DUBAI-BASED hospitality group Almulla has launched a Shariah-compliant hotel brand portfolio to cater to demand from Muslim and non-Muslim travellers.
The hotel group plans to have 30 properties under three core brand names – Cliftonwood, Adham and Wings – by the end of 2008, with Malaysia being one of its targeted destinations.
The group’s overall strategy was to reach 150 hotels by 2013 with expected total investment of over $2 billion, it said in a statement issued in conjunction with the launch on Wednesday.
Almulla Hospitality chairman Abdulla M Almulla said institutional investors and high net worth individuals would be the backbone for such a growth drive.
He said although there were plenty of individual shariah-compliant hotels worldwide, their positioning was usually dictated by the owner, either as an independent hotel, one within a chain or due to the syariah laws of a country where they are situated.
“Our brand proposition is so distinct that guests will be confident that our brand values have universal consistency,” he added in the statement.
Almulla said the Muslim traveller market was expanding around the world due to the increasing wealth in their communities, combined with conscious lifestyle living, and it represented 10 per cent of the world tourism market, being one of the fastest growing segments.
Their average spending is 10 per cent to 50 per cent higher than that of the average leisure or business traveller.
“The bottomline is that conscious lifestyle tourism is expected to grow at a rate of 20 per cent per annum, five times more than the average traditional market segment,” the group said.

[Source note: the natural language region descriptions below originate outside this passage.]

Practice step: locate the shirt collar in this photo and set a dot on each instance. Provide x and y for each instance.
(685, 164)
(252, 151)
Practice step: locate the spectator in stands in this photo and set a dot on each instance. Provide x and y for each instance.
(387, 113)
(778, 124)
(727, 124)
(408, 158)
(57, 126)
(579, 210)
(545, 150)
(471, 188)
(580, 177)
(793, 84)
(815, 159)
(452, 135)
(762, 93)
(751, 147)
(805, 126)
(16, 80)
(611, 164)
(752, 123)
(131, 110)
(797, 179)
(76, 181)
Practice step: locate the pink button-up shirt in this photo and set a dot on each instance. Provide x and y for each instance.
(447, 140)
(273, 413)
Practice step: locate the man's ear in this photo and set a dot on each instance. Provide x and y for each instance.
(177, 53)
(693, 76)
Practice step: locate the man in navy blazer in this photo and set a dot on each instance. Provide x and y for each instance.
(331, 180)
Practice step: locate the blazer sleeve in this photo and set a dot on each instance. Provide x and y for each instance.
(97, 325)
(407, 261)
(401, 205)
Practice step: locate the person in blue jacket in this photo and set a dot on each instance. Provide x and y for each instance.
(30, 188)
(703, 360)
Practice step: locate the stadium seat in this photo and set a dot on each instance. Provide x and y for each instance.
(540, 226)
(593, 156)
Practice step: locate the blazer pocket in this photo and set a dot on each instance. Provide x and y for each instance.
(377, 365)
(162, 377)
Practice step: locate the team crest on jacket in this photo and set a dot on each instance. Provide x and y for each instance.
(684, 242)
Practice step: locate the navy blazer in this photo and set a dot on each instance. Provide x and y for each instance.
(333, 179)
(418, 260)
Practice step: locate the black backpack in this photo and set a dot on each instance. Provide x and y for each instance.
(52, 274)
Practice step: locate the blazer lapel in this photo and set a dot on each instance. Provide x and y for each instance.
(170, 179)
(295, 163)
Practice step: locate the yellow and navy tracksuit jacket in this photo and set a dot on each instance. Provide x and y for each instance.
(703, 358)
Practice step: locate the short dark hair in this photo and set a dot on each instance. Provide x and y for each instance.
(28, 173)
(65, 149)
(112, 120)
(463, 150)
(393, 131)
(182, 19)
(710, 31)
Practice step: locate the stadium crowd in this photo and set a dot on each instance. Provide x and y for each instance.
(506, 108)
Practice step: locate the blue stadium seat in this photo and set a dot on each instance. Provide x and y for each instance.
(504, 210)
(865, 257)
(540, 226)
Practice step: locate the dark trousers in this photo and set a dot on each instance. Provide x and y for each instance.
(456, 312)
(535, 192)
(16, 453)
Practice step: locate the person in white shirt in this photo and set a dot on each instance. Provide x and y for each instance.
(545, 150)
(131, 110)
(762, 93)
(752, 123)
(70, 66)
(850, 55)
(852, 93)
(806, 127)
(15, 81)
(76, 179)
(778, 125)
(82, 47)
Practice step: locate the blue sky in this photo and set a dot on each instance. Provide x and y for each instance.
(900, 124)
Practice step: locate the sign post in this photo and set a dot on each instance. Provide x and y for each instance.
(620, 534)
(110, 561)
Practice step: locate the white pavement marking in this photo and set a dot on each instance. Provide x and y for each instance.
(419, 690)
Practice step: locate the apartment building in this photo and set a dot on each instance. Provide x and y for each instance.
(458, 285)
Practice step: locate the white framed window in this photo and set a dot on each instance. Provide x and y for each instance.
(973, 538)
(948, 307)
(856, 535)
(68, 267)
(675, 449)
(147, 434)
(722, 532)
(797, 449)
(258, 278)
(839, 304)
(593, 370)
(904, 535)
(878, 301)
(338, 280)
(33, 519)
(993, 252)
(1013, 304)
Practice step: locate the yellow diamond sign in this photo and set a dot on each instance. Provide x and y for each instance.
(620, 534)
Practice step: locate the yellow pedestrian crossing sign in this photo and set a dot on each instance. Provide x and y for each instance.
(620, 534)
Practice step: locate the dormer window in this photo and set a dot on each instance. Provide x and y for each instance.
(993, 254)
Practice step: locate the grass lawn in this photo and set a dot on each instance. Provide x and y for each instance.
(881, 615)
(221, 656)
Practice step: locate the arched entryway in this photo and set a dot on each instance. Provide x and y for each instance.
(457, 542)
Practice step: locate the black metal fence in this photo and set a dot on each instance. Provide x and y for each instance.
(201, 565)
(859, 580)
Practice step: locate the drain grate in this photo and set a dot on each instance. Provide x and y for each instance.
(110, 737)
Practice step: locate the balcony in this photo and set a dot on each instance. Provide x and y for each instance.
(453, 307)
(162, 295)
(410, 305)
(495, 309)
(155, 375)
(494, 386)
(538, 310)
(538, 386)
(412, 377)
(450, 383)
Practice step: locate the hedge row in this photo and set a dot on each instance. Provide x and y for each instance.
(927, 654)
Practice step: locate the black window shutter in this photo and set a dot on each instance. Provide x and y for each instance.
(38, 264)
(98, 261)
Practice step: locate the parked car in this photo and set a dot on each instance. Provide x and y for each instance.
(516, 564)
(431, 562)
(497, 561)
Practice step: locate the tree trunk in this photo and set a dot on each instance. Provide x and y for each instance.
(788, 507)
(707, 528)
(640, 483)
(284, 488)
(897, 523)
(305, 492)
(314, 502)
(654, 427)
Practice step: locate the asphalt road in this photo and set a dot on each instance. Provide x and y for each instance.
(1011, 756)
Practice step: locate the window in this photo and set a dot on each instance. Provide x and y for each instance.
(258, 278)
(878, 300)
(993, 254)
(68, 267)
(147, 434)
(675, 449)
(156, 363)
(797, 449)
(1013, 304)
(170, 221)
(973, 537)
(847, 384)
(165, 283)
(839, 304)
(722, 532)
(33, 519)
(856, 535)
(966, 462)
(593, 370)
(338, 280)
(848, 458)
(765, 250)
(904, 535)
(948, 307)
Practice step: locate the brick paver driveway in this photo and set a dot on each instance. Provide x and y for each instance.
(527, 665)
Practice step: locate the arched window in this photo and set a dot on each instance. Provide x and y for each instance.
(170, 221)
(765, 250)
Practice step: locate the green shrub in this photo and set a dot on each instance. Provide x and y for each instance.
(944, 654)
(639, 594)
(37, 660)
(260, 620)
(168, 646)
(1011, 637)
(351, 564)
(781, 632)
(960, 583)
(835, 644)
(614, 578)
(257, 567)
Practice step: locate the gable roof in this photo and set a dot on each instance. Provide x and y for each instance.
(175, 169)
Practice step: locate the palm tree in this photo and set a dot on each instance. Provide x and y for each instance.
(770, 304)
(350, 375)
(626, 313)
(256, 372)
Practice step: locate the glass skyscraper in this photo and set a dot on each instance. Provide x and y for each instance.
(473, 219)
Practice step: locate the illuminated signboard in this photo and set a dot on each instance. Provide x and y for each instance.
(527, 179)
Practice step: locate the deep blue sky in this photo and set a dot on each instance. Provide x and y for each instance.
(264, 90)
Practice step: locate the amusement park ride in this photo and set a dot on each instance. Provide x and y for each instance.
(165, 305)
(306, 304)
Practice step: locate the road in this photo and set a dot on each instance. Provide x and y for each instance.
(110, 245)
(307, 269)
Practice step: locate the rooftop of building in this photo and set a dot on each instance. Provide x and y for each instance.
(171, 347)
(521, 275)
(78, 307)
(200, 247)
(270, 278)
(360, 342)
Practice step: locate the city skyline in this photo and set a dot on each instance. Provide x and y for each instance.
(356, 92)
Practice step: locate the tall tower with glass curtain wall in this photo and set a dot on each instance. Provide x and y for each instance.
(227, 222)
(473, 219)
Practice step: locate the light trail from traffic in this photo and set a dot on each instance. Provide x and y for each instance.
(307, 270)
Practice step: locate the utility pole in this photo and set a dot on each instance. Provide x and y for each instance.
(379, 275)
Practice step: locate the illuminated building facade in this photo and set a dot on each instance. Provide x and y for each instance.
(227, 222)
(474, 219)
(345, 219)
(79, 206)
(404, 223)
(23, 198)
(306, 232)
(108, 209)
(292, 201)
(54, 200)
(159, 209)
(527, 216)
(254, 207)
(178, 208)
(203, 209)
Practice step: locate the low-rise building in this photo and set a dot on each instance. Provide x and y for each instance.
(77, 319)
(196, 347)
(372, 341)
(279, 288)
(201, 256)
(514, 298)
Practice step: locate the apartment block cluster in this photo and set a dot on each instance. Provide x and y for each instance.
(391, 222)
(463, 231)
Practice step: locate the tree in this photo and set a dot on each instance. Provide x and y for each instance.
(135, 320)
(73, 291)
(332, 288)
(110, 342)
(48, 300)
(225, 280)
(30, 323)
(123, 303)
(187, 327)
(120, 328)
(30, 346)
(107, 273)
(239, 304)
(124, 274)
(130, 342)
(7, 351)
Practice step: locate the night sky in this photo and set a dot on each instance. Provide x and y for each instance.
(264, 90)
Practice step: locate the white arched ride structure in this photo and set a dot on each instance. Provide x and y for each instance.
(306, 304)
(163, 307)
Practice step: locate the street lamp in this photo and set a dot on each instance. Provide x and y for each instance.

According to the group, the specific destinations targeted are Saudi Arabia, the United Arab Emirates (UAE), Jordan, Egypt, Malaysia and Thailand.
It is also looking forward to setting up operations in Europe with 15 deluxe hotels, to be followed by 25 business hotels in “the second European wave”.
The group plans to capture the GCC travellers who contribute over $12 billion annually on leisure travel alone.
According to the World Tourism Organisation, Saudi Arabia is one of the biggest outbound travel markets in terms of average spend with tourists from the kingdom spending $6.7billion annually on overseas travel.
UAE travellers are close behind, at more than $4.9mil, averaging $1,700 per trip, which is $500 higher than the European average.
The group also said that all properties operating under the brands would serve only halal prepared food, as interpreted by Shariah laws and the Shariah supervisory board.